Все это время тетя Фаня и дядя Аарон подслушивают в соседней комнате, и конец бабушкиной речи тонет в их возмущенных возгласах.

Наконец, самое важное сказано, и бабушка засыпает в постели под вопли телевизора и радио. Я все эти старушкины страхи, фобии и неврозы ой как хорошо понимаю, чего доброго, это и мое будущее.

Правда, самому страшно делается, но у меня все эти неврозы в начальной стадии уже проявляются, я тоже пытаюсь всех подавлять и всеми командовать, а закончится все неизбежно всплесками бессильной ярости, как у нее. А если я до восьмидесяти дотяну? Она потому и родственникам на работу то и дело звонит, что хочет забыть о болезнях и смерти, это у нее не получается, понятно, вот и сходит она с ума.

 

 

«Мы вызвали "скорую помощь", те назначили транквилизаторы, но ей даже транквилизаторы не помогли. Потом она впала в коматозное состояние, так что мы уже и надеяться перестали. Но все‑таки дар речи к ней вернулся, а потом она и вставать начала (а ей это строго запретили), иногда нам даже от нее доставалось. Потом мы каких только врачей ни вызывали, и каждый что‑то свое прописывал. Аппетит у нее был на славу, так что поправлялась она быстро, недели через три уже по квартире расхаживала как ни в чем не бывало. Мы ее уговаривали, увещевали всячески, боялись, что она переутомится, но разве же ей объяснишь! Заладила свое: "Еще я у тебя разрешения просить буду, ишь, раскомандовалась!"»

 

 

В родном доме держатся за старые обычаи и старые веши, кто знает, может, просто по необходимости. Розовые обои с какими‑то квадратиками и ромбиками, тяжелые занавеси, светло‑коричневый диван, занимает чуть не половину комнаты, и без того заставленной громоздкой мебелью, а посреди комнаты еще и стол, такой огромный, что мимо него приходится пробираться бочком по стеночке, если хочешь из одного конца комнаты дойти до другого. А еще светло‑желтый абажур с пыльной бахромой. Да, не забыть бордовый ковер на стене, декоративную фарфоровую тарелку рядом, пейзаж с парусником на фоне заходящего солнца.

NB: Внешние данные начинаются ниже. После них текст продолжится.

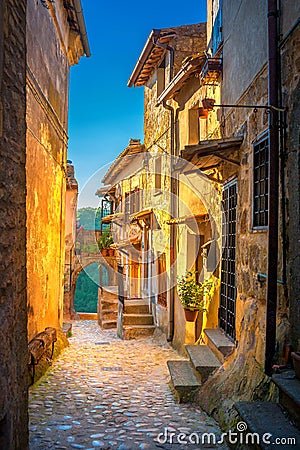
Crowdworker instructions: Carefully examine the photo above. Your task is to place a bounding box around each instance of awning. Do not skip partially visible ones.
[156,53,206,105]
[130,208,160,230]
[101,213,124,225]
[95,185,116,197]
[181,136,244,170]
[167,214,209,225]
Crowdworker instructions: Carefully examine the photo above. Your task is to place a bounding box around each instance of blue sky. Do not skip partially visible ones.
[68,0,206,206]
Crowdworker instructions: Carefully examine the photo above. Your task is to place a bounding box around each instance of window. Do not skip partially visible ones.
[155,156,162,190]
[188,109,200,145]
[253,138,269,227]
[157,58,166,97]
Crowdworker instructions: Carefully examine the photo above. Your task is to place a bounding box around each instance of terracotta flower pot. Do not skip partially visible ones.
[198,107,208,119]
[184,308,199,322]
[291,352,300,380]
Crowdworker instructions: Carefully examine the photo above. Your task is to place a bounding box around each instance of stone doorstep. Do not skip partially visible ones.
[122,325,156,340]
[272,370,300,428]
[204,328,235,362]
[235,402,300,450]
[99,300,119,311]
[123,313,153,325]
[124,300,150,314]
[185,345,221,383]
[100,309,118,322]
[77,312,98,320]
[167,360,201,403]
[100,319,117,330]
[62,322,72,337]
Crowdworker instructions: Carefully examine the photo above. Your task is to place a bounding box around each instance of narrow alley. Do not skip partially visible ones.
[29,321,227,450]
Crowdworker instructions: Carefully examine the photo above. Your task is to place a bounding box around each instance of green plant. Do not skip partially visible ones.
[98,231,114,250]
[177,272,214,311]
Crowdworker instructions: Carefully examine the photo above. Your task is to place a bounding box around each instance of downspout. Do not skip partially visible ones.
[163,101,178,342]
[265,0,279,376]
[152,37,174,81]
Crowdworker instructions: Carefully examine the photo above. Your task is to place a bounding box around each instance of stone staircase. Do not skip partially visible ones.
[120,299,155,340]
[167,328,234,403]
[235,370,300,450]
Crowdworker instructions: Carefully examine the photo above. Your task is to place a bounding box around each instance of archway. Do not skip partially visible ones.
[74,262,99,313]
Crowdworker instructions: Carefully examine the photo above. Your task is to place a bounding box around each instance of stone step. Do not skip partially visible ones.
[77,312,98,320]
[99,298,119,311]
[235,402,300,450]
[185,345,221,383]
[100,309,118,321]
[62,322,72,337]
[204,328,235,362]
[101,320,117,330]
[122,325,156,340]
[124,300,150,314]
[272,370,300,428]
[167,360,201,403]
[123,314,153,325]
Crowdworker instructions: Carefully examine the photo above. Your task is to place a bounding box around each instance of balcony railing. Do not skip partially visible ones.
[200,58,222,84]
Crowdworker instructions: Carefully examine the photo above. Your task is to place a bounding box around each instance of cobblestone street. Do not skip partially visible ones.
[29,321,227,450]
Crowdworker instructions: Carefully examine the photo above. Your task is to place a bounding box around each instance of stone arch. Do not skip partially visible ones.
[69,255,101,319]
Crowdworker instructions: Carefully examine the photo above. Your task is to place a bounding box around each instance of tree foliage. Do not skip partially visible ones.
[77,206,101,230]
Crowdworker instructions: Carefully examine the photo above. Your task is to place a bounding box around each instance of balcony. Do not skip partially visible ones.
[200,58,222,85]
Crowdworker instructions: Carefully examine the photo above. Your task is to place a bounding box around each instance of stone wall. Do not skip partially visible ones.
[64,163,78,320]
[0,0,28,450]
[281,23,300,350]
[199,7,300,427]
[26,1,69,339]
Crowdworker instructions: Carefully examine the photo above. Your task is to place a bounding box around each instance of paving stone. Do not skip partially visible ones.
[29,321,226,450]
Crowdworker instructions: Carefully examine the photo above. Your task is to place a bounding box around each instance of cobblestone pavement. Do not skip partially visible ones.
[29,321,227,450]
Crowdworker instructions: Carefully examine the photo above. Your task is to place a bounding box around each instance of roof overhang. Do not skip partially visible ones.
[156,54,206,106]
[181,136,244,170]
[64,0,91,57]
[130,208,160,230]
[101,139,146,185]
[127,28,176,87]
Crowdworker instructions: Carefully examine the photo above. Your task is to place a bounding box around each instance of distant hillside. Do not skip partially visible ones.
[77,207,101,230]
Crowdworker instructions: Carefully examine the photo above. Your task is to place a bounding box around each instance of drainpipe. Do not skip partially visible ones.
[152,38,174,81]
[265,0,279,376]
[163,101,178,342]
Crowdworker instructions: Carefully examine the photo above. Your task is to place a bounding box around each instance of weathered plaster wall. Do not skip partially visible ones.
[222,0,267,104]
[26,0,69,339]
[63,163,78,319]
[0,0,28,450]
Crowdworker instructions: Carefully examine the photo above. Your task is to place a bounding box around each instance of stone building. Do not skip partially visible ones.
[26,0,90,339]
[128,23,206,338]
[63,161,78,319]
[125,0,300,426]
[0,0,89,449]
[0,0,28,450]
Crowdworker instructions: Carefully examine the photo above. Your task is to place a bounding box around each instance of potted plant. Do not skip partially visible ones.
[177,272,214,322]
[98,231,114,256]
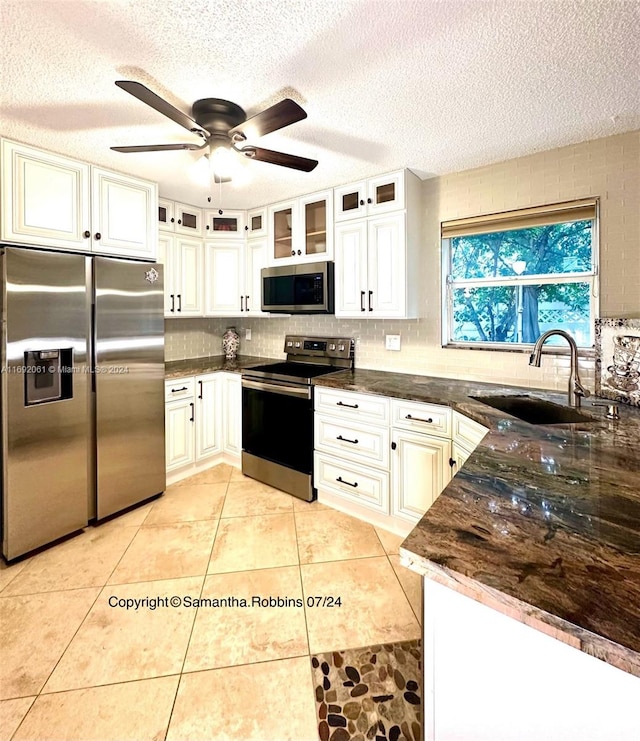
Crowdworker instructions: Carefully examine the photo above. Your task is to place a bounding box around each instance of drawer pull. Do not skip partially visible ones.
[336,476,358,489]
[336,435,358,445]
[405,414,433,424]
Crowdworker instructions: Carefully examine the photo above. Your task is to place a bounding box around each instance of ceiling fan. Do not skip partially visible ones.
[111,80,318,182]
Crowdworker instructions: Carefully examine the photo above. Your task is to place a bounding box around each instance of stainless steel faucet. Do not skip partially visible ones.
[529,329,590,407]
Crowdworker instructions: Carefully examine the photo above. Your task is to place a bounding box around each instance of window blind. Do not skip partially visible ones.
[441,198,598,239]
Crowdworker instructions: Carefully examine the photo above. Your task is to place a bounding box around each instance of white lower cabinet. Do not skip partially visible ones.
[391,429,451,523]
[165,372,242,483]
[314,387,487,535]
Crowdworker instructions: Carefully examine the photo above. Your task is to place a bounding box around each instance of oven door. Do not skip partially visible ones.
[242,378,313,474]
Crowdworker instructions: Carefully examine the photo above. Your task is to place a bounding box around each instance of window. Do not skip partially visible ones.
[442,199,598,349]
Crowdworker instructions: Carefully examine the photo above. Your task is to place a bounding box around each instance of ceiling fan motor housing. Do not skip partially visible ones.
[191,98,247,142]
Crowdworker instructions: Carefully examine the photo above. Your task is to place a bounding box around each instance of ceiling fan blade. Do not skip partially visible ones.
[116,80,209,136]
[236,147,318,172]
[111,143,207,153]
[229,98,307,139]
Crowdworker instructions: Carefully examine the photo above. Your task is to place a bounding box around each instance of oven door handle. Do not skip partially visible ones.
[242,378,311,399]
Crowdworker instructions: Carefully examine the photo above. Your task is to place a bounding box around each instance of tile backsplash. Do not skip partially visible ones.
[165,132,640,391]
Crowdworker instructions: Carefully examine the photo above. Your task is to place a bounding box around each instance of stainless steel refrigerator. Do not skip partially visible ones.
[0,247,165,560]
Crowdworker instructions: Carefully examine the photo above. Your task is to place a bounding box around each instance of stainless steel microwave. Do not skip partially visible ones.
[261,262,334,314]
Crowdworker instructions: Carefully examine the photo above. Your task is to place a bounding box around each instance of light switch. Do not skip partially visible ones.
[385,334,400,350]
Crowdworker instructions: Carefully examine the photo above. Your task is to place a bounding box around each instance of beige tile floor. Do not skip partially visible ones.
[0,464,420,741]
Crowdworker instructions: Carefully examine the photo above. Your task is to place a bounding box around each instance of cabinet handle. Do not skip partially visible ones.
[336,476,358,489]
[405,414,433,424]
[336,435,358,445]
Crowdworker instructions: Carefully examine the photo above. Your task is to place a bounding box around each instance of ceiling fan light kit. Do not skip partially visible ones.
[111,80,318,183]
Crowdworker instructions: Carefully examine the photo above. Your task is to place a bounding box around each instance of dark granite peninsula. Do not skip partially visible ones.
[164,355,278,381]
[318,370,640,740]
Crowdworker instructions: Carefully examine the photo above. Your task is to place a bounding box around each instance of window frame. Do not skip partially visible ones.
[440,198,600,356]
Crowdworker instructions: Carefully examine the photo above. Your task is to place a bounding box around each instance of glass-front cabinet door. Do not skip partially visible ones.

Дядя с тетей ухлопали зарплату чуть не за целый месяц, чтобы достойно встретить богатенького гостя с Запада, праздничный ужин приготовили: колбаса, ветчина, рыба, салаты, фрукты всякие.

Жизнь‑то какая стала, втолковывают они мне, опасная да непредсказуемая. А по вечерам лучше вообще на улицу не выходить. Беспечность до добра не доведет. Пока ты здесь, будь осторожен, не лезь куда не следует.

– Вон у соседки сын, твоих примерно лет молодой человек, – бабушка теребит меня за рукав, – две недели назад пропал. Ушел утром на работу и не вернулся. Наверное, убили, сейчас такое творится…

– Я все, что скопил, на новую дверь и замок с секретом потратил, – вставляет дядя. – А потом, надо же было куда‑то деньги вложить, а то бы инфляция все съела. Еще бы месяца два, и я на них кило картошки бы не купил.

 

 

«Утром она еще встала, в каком‑то полусне справила нужду на пол, там мы ее и нашли и кое‑как снова уложили в постель. На сей раз она не сопротивлялась, обошлось, сознание у нее было ясное, вот только дар речи пропал, и видеть это было ой как тяжело. Я с трудом научилась понимать, что ей нужно. А она меня всегда понимала».

 

 

На метро еду на Финляндский вокзал. Оттуда на электричке в северном направлении. На шестой станции выхожу. Разбитый покосившийся перрон. В конце перрона – деревянная будка. По бетонным ступеням вниз, в темный подземный переход. Раньше его не было. Помню, мы с мамой пролезали под товарными вагонами, стоявшими на запасном пути. Помню, я боялся, что они вот‑вот тронутся, помню тепловозы, которые во времена моего детства тянули товарные поезда и которых теперь больше не увидишь. Помню, мама брала меня на руки и поднимала на платформу, а потом ловко забиралась сама. С той стороны железнодорожных путей тогда только что построили пять многоэтажек, а с городом этот район соединяло широкое шоссе. Местность низменная, заболоченные луга. Сейчас здесь вырос новый квартал, на улицах – молодые деревья, даже разбили настоящие парки. От старых заводских корпусов с этой стороны железной дороги и от глубоких, поросших травой траншей на бывшей линии фронта сейчас ничего не осталось.

Наш дом я нахожу не сразу. Большую территорию между железной дорогой и нашим старым кварталом застроили. Приходится смотреть по карте. Наконец, я у подъезда. Дом будто нежилой. На лестнице пахнет кошками.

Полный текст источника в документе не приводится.